We will explore these types of joins using datasets from the our github repository
Inner join
Mutating join
inner_join(x, y): Return all rows from x where there are matching values in y, and all columns from x and y. If there are multiple matches between x and y, all combination of the matches are returned.
An inner join of superheroes with publisher would return a dataset of superheros that match those in publisher
Semi join
Filtering join
semi_join(x, y): Return all rows from x where there are matching values in y, keeping just columns from x.
A semi join differs from an inner join because an inner join will return one row of x for each matching row of y, where a semi join will never duplicate rows of x.
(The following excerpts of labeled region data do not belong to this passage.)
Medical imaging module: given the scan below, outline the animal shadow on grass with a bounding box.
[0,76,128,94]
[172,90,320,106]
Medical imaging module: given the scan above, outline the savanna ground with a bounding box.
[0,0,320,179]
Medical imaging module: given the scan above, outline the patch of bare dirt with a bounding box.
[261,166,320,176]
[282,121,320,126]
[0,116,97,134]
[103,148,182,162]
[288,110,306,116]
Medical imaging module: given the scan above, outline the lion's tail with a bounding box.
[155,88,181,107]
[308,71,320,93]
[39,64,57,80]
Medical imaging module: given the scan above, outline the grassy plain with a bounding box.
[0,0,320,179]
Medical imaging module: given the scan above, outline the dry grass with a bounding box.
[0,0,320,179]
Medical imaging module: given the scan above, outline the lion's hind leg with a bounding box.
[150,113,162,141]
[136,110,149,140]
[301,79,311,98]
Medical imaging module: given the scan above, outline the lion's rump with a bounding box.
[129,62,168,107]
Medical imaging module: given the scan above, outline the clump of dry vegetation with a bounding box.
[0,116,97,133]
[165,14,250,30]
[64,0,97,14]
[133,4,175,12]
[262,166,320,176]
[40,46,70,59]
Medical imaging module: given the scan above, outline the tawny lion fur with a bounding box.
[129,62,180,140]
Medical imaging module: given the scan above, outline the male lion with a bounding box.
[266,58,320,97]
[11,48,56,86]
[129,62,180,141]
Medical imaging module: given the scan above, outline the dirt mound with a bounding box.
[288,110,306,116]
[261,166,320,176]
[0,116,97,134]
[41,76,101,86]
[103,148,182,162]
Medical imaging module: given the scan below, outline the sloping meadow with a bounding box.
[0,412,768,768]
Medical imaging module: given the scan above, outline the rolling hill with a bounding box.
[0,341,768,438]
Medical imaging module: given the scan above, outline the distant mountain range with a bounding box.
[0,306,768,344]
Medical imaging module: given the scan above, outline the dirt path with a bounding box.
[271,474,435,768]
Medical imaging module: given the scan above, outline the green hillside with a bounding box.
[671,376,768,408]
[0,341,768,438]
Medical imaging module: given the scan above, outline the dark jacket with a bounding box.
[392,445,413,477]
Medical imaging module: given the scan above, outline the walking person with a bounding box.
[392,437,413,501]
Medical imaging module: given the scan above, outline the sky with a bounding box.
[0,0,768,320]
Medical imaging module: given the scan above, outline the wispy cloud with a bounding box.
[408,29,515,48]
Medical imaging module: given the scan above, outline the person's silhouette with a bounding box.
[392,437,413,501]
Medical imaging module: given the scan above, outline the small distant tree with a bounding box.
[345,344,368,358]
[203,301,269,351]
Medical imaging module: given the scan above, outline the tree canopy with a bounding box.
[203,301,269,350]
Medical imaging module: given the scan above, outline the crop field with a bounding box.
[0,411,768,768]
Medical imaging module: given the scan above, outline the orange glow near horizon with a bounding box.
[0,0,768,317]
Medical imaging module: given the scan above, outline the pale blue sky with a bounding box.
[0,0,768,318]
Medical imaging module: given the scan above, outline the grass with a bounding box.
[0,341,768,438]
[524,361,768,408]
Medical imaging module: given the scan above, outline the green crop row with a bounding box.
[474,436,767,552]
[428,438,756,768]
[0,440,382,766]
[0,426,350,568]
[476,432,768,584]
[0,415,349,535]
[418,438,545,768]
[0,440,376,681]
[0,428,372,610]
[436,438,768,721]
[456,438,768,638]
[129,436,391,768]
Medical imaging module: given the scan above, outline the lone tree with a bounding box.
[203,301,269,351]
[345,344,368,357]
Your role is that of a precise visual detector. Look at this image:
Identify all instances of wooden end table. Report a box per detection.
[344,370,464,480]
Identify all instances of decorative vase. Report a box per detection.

Notice that we loose ‘Hellboy’ because publisher was ‘Dark Horse Comics’ that did not exist in publisher. This differs from the inner join because it only retains the columns in superheroes, which is why it is a filtering join.
Left join
Mutating join
left_join(x, y): Return all rows from x, and all columns from x and y. If there are multiple matches between x and y, all combination of the matches are returned.
The left join keeps all the data from the first specified dataset (x) and the columns from the second dataset (y). Where there are no matches an NA will be returned.
Notice that we loose ‘Hellboy’ because publisher was ‘Dark Horse Comics’ that did not exist in publisher. This differs from the inner join because it only retains the columns in superheroes, which is why it is a filtering join.
Right join
Mutating join
right_join(x, y): Returns all observations in y. It’s equivalent to left_join(y, x), but the columns will be ordered differently.
The right join keeps all the data from the first specified dataset (x) and the columns from the second dataset (y). Where there are no matches an NA will be returned.
Anti join
Filtering join
anti_join(x, y): Returns all rows in x that do not have a match in y.
Returns only the rows that do not have matches.
Full join
Mutating join
full_join(x, y): Returns all observations in x and y.
The full join keeps all the data from the first specified dataset (x) and the second dataset (y). Where there are no matches an NA will be returned.